The Ministry of Justice issued the Fa-Lu-10603500120 Circular of January 9, 2017 (hereinafter, the “Circular”) to communicate that except as otherwise stipulated by law, the original names of foster children shall be reverted to their original registered names at the time of birth when the foster relationship is terminated.
According to the Circular, Article 1059 of the Civil Code provides that since a child can only assume the surname of his/her father or mother out of the consideration that identity law is characterized by public interest, the Family Law of the Civil Code contains compulsory provisions concerning the marital and family systems. This is different from the principle of private law autonomy under property law, which basically gives legal effects to decisions made by the parties of their own accord. If the principle that “the surname of a child should not be any surname other than those of his/her parents (including the surnames of grandparents other than those of his/her parents)” is permitted to be disrupted according to the individual needs of the parties, the legal regime may become chaotic.

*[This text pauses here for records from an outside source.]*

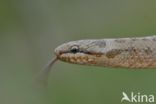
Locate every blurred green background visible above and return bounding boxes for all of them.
[0,0,156,104]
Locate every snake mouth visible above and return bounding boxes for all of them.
[58,53,100,65]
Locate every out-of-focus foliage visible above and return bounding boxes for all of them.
[0,0,156,104]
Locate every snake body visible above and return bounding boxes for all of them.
[55,36,156,68]
[37,36,156,84]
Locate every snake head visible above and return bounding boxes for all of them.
[55,40,106,65]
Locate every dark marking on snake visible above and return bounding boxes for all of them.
[91,40,106,48]
[106,49,122,58]
[144,47,152,55]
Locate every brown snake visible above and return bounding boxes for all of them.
[36,36,156,84]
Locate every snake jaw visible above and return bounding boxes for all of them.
[58,53,97,65]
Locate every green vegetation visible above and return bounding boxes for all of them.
[0,0,156,104]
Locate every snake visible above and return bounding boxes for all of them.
[36,35,156,84]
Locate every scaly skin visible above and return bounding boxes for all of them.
[37,36,156,84]
[55,36,156,68]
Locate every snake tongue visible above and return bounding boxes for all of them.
[37,57,58,86]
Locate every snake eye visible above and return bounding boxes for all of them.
[70,46,80,54]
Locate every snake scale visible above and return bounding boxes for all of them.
[36,35,156,84]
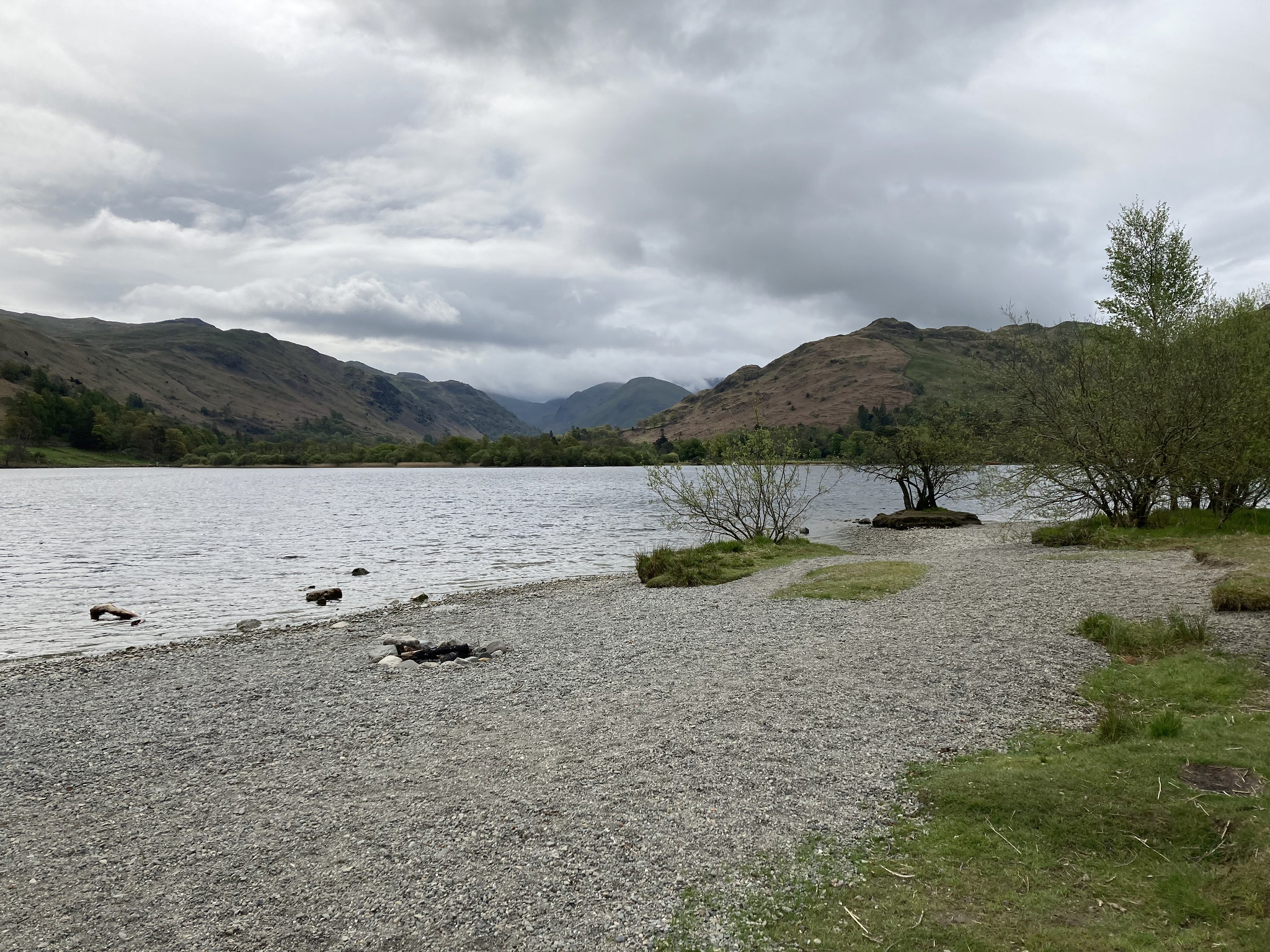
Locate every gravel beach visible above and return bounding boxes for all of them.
[0,524,1250,952]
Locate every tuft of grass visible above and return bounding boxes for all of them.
[772,561,928,602]
[663,653,1270,952]
[0,443,154,467]
[635,538,847,589]
[1076,610,1208,658]
[1097,711,1142,744]
[1213,573,1270,612]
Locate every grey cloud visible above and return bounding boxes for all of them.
[0,0,1270,396]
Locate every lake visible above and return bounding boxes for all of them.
[0,467,1011,660]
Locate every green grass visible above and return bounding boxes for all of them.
[663,622,1270,952]
[772,562,927,602]
[0,446,154,467]
[1032,509,1270,612]
[635,538,847,589]
[1076,610,1208,658]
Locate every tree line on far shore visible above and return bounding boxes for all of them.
[0,202,1270,526]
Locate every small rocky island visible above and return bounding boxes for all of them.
[371,637,509,670]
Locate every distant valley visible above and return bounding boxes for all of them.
[630,317,1010,441]
[491,377,690,433]
[0,311,536,441]
[0,311,688,441]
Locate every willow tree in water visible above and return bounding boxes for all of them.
[647,429,842,542]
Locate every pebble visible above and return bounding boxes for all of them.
[0,526,1229,952]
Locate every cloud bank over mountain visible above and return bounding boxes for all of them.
[0,0,1270,397]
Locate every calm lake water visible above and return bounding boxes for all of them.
[0,467,1011,660]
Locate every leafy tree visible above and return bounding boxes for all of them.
[647,429,842,542]
[996,203,1270,527]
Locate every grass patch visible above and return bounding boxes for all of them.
[1076,610,1208,658]
[0,444,154,467]
[1031,509,1270,612]
[772,562,927,602]
[663,622,1270,952]
[635,538,847,589]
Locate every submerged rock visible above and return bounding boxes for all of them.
[873,509,983,529]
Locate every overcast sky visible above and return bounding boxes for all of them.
[0,0,1270,399]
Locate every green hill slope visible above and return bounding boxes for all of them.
[633,317,1021,439]
[491,377,688,433]
[0,311,532,439]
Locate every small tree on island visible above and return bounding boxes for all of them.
[989,202,1270,528]
[852,412,983,509]
[646,428,842,542]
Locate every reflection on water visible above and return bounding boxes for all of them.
[0,467,1011,659]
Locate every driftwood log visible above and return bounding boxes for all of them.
[305,589,344,606]
[87,604,140,622]
[873,509,982,529]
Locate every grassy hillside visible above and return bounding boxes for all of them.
[633,319,1011,441]
[0,311,531,439]
[492,377,688,433]
[575,377,688,429]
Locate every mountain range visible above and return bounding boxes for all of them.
[629,317,1011,441]
[0,311,528,441]
[491,377,690,433]
[0,311,688,441]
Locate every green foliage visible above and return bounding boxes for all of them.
[853,407,985,509]
[663,653,1270,952]
[1031,509,1270,612]
[479,426,655,466]
[772,561,928,602]
[997,203,1270,528]
[1147,711,1183,738]
[646,426,842,542]
[1076,610,1208,658]
[635,536,845,589]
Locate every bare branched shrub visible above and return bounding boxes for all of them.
[647,429,842,542]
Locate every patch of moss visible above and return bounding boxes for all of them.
[635,538,847,589]
[772,561,928,602]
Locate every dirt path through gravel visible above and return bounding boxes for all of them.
[0,526,1239,952]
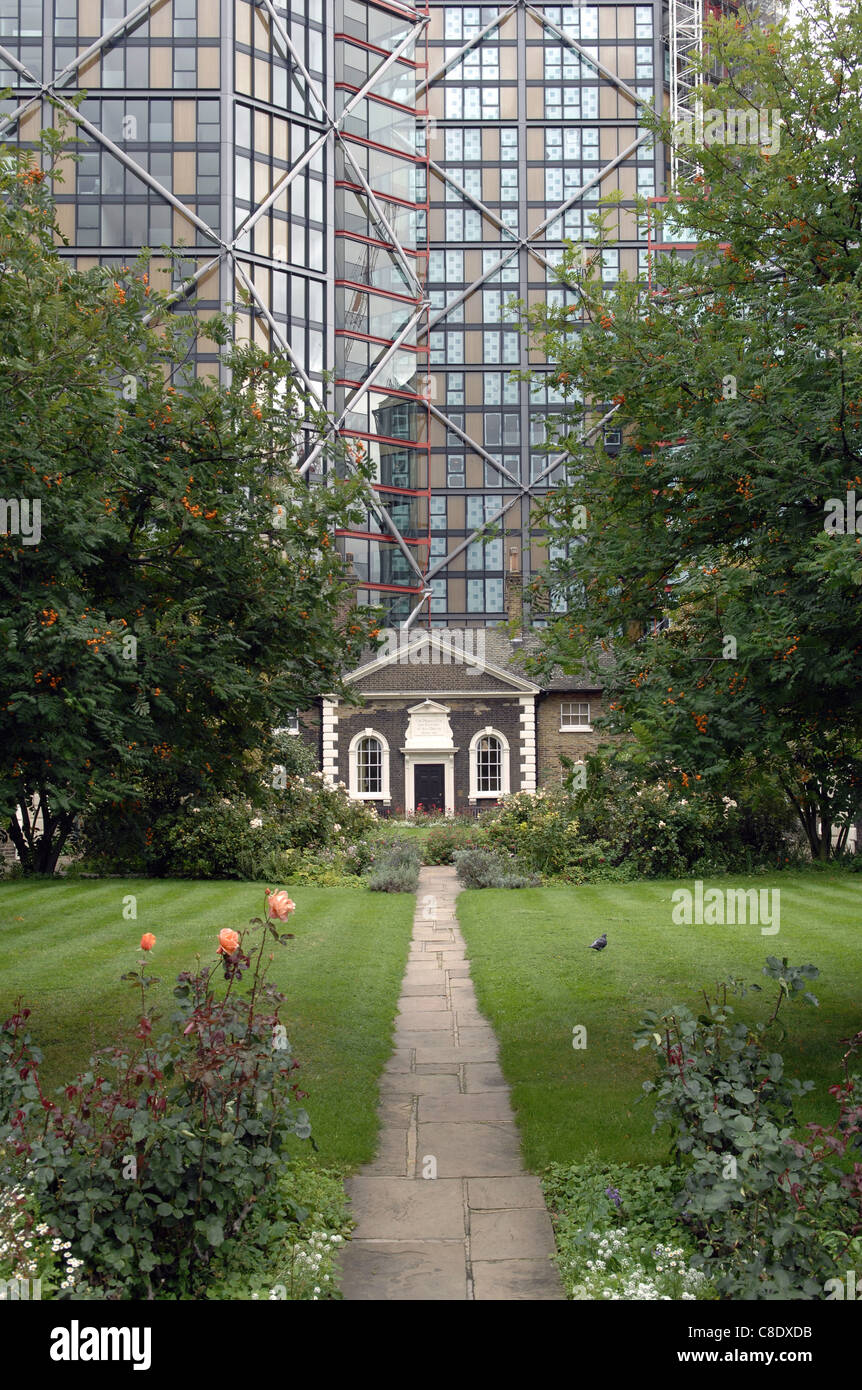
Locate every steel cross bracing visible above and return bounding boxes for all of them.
[669,0,704,189]
[403,0,652,627]
[0,0,428,584]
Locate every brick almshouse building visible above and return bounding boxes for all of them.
[298,574,602,816]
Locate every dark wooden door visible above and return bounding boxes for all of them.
[413,763,446,810]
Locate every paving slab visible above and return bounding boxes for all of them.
[341,1240,467,1302]
[467,1176,545,1211]
[467,1212,553,1261]
[345,1177,464,1254]
[473,1259,564,1302]
[339,867,563,1302]
[418,1090,513,1125]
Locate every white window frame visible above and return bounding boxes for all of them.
[470,724,512,802]
[348,728,391,802]
[560,699,592,734]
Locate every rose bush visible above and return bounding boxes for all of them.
[0,895,311,1298]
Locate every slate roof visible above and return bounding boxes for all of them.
[346,627,610,691]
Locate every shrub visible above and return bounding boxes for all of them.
[0,895,310,1298]
[453,849,539,888]
[635,956,862,1298]
[85,772,377,881]
[544,1159,715,1301]
[423,821,489,865]
[207,1161,353,1302]
[488,755,802,883]
[368,840,421,892]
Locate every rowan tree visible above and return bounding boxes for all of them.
[0,132,374,873]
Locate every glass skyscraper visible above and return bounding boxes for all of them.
[0,0,745,627]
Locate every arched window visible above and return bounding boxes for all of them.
[475,734,503,794]
[356,734,384,796]
[350,728,389,801]
[470,728,509,801]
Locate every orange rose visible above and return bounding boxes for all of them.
[218,927,239,955]
[267,888,296,922]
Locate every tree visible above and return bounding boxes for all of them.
[531,0,862,859]
[0,132,374,873]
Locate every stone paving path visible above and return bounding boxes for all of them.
[341,867,563,1301]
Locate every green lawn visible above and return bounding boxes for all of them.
[0,878,414,1168]
[457,872,862,1170]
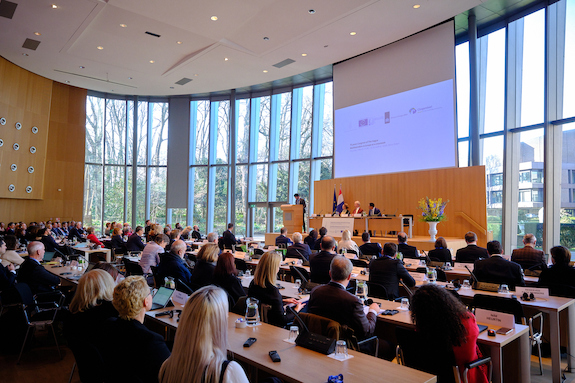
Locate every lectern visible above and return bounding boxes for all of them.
[281,205,303,233]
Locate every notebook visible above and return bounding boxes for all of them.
[152,286,174,310]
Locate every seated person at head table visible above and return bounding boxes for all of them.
[222,223,242,249]
[473,241,525,290]
[337,230,360,259]
[309,235,336,284]
[359,231,382,260]
[190,241,220,290]
[276,227,293,248]
[64,270,118,382]
[0,235,24,268]
[286,232,311,261]
[248,251,304,327]
[537,246,575,298]
[511,234,547,270]
[156,241,192,286]
[369,242,415,300]
[351,201,363,214]
[126,226,146,251]
[367,202,381,217]
[17,241,60,294]
[213,251,246,303]
[428,237,453,265]
[98,275,170,383]
[159,286,249,383]
[455,231,489,263]
[397,231,419,258]
[411,284,488,383]
[86,227,104,246]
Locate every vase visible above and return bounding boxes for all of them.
[427,221,439,242]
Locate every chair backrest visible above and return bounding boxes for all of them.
[367,281,389,299]
[471,294,525,324]
[395,327,456,383]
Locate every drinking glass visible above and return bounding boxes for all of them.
[335,340,347,359]
[288,326,299,343]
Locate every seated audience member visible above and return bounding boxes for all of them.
[159,286,249,383]
[276,227,293,248]
[538,246,575,298]
[351,201,363,214]
[359,231,381,259]
[140,234,169,274]
[411,285,488,383]
[309,235,335,284]
[157,241,192,286]
[64,270,118,383]
[222,223,242,249]
[473,241,525,290]
[367,202,381,217]
[511,234,547,270]
[337,230,361,258]
[248,251,303,327]
[68,222,84,242]
[98,275,170,383]
[18,241,60,294]
[190,241,220,290]
[214,251,246,303]
[313,226,327,254]
[192,225,202,241]
[369,242,415,300]
[428,237,453,265]
[307,255,379,340]
[303,230,317,251]
[126,226,146,251]
[0,235,24,266]
[455,231,489,263]
[38,228,65,253]
[397,231,419,258]
[86,227,104,246]
[286,232,311,261]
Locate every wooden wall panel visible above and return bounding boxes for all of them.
[314,166,487,245]
[0,58,87,222]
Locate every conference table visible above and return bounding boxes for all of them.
[146,304,437,383]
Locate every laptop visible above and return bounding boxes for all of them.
[152,286,174,310]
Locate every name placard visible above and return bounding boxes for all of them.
[475,309,515,328]
[172,290,190,306]
[515,286,549,299]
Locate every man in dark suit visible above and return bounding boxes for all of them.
[455,231,489,263]
[359,231,382,259]
[286,233,311,261]
[222,223,242,249]
[309,235,335,285]
[397,231,419,258]
[369,242,415,299]
[276,227,293,248]
[511,234,547,270]
[307,255,379,340]
[18,241,60,294]
[473,241,525,290]
[157,240,192,286]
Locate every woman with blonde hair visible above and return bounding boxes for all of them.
[159,286,249,383]
[248,251,304,327]
[337,230,359,259]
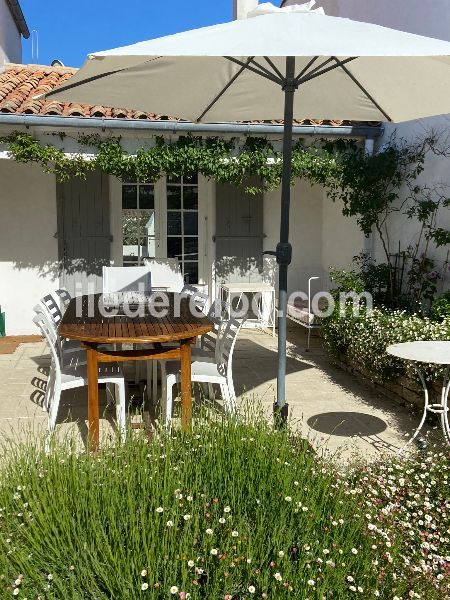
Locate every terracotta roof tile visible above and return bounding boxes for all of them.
[0,64,378,127]
[0,64,167,121]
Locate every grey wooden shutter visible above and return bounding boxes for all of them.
[56,171,112,295]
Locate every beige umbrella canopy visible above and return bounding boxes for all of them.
[47,0,450,422]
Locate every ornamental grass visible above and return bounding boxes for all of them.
[0,416,450,600]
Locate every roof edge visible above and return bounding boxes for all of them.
[6,0,30,39]
[0,114,383,139]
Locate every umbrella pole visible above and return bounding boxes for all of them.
[274,56,297,426]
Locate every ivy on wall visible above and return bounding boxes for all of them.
[0,132,450,262]
[0,132,344,192]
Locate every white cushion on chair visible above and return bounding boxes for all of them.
[61,363,123,386]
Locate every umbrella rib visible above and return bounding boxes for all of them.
[264,56,284,79]
[295,56,322,81]
[250,57,284,83]
[333,56,392,123]
[196,56,254,123]
[45,69,126,98]
[296,56,357,85]
[224,56,284,85]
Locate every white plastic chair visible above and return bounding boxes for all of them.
[147,298,227,400]
[33,312,126,436]
[55,288,72,312]
[144,258,184,292]
[162,318,245,427]
[102,266,152,384]
[40,294,62,327]
[33,292,81,364]
[102,267,153,294]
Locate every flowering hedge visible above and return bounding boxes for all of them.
[323,308,450,381]
[0,414,450,600]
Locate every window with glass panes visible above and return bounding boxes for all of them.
[167,173,198,283]
[122,183,155,266]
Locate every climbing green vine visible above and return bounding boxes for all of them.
[0,132,450,259]
[0,132,340,192]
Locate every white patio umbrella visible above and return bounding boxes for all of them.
[47,0,450,416]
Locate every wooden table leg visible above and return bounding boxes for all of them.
[86,348,100,452]
[180,340,192,431]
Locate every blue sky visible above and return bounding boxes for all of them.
[20,0,233,67]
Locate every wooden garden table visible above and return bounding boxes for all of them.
[58,292,213,451]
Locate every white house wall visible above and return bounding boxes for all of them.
[264,180,363,294]
[0,0,22,70]
[285,0,450,287]
[0,160,59,335]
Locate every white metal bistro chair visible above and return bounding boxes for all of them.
[162,318,245,427]
[33,312,126,436]
[144,258,184,293]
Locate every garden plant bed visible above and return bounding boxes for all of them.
[333,355,441,413]
[0,415,450,600]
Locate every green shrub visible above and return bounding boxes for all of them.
[0,419,445,600]
[322,306,450,381]
[431,292,450,321]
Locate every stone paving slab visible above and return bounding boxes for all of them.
[0,327,440,459]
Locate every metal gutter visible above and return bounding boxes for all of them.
[6,0,30,39]
[0,114,383,139]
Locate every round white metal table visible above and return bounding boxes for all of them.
[386,341,450,452]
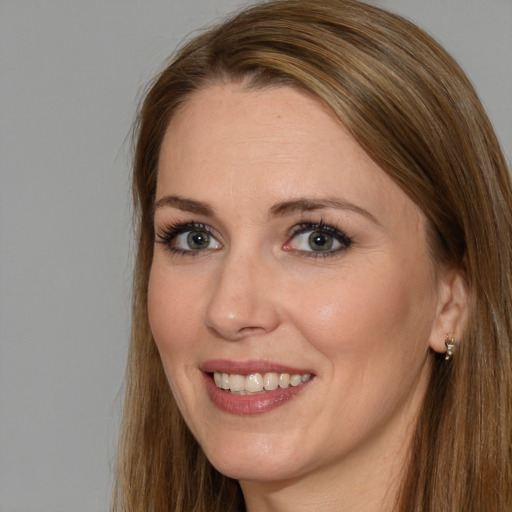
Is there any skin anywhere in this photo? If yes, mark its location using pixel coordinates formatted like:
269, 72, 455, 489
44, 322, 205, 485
149, 84, 462, 512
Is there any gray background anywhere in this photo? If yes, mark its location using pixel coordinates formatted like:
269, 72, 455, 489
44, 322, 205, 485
0, 0, 512, 512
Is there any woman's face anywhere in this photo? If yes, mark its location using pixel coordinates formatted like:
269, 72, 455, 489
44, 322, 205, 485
149, 84, 452, 481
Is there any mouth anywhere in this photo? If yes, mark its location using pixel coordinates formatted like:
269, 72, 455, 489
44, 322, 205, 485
210, 372, 311, 395
201, 360, 315, 416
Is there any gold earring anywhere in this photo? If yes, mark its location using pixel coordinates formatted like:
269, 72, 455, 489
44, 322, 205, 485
444, 334, 455, 361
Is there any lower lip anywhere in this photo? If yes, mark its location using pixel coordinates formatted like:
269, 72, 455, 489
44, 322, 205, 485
203, 373, 311, 416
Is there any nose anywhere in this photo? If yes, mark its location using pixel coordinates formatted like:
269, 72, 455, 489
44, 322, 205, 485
205, 254, 279, 341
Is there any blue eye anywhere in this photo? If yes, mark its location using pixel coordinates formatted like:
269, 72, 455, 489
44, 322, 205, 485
285, 223, 352, 256
156, 223, 222, 254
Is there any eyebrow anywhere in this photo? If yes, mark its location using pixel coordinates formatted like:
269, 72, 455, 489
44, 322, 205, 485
269, 198, 381, 226
153, 195, 381, 226
153, 196, 213, 217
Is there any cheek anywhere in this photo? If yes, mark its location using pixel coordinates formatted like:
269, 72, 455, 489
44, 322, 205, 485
286, 264, 436, 357
148, 265, 199, 362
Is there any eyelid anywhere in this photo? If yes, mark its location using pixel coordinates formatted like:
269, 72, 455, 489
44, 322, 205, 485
155, 221, 223, 256
283, 220, 353, 258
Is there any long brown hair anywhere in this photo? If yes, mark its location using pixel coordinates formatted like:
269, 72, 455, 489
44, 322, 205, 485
113, 0, 512, 512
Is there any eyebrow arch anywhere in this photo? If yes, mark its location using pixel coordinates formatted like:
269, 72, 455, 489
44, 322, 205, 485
153, 196, 213, 217
153, 195, 381, 226
269, 198, 381, 226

It was further pointed out in this Circular that the last part of Article 1 of the Law for the Implementation of the Family Law of the Civil Code and Article 1083 of the Civil Code both specifically stipulate that the surname of a foster child shall be reverted to his/her original surname upon termination of the foster relationship. Therefore, when the foster relationship for a foster child is completely terminated, his/her original surname should be restored. Unless otherwise stipulated by law, the determination shall be made pursuant to the Civil Code effective at the time of birth.